Typically, this process would have taken many months of toil if authorities relied on a manual process and a paper-based audit.
A team of experts in demography, mathematics, data science and spatial analytics used digital capabilities including fuzzy logic searches to sift through data sets from over 178,000 records of development approvals, geospatial surveys, and government-owned and managed residential properties from 1985 to present, including buildings under construction, for keywords that indicated the presence of aluminium cladding.
The records were gathered using multiple sources of data from the state and federal government, as well from industry data sets.
Following this process, a mix of automated image analysis, visual site inspections by staff, and manual checking of development approvals on council websites were used to validate the data. The NSW Government’s Spatial Services team was then tasked to geocode the identified properties.
The results from the audit will be used to ensure the identified buildings will undergo priority fire safety assessments. If it sounds straight forward it is not.
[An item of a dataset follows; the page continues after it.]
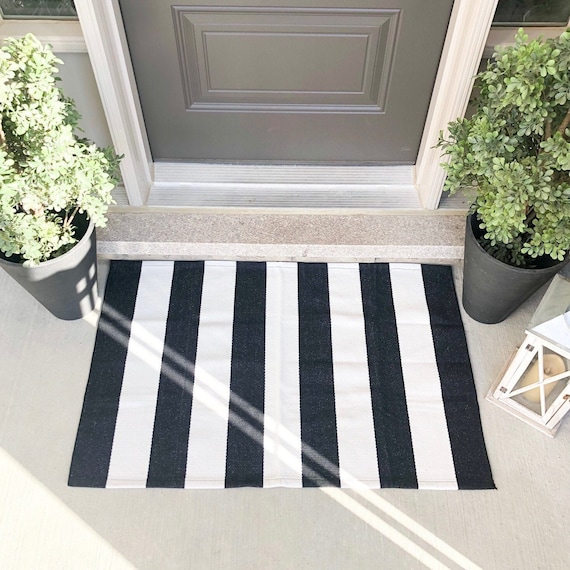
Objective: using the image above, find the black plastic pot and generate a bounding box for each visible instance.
[0,212,99,320]
[462,213,568,324]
Site visits to tens of thousands of properties could have taken a year or more.
The initiative by the DAC findings are part of the First Safety and External Wall Cladding Taskforce, which was formed in June by the NSW Government in response to the Grenfell fire in London.
The Taskforce is responsible for ensuring fire safety requirements for buildings including dealing with fire safety and external wall cladding are addressed.
In June 2017, the NSW Government announced a 10-point fire strategy plan, which included the formation of the Taskforce.
NSW Minister for Innovation and Better Regulation Matt Kean said the plan will protect customers from building products that are inherently dangerous.
“NSW is leading the nation when it comes to fire safety and putting consumers first,” he said.
“We have introduced the most comprehensive package of fire safety reforms in the country to ensure NSW families will be safer in their homes.”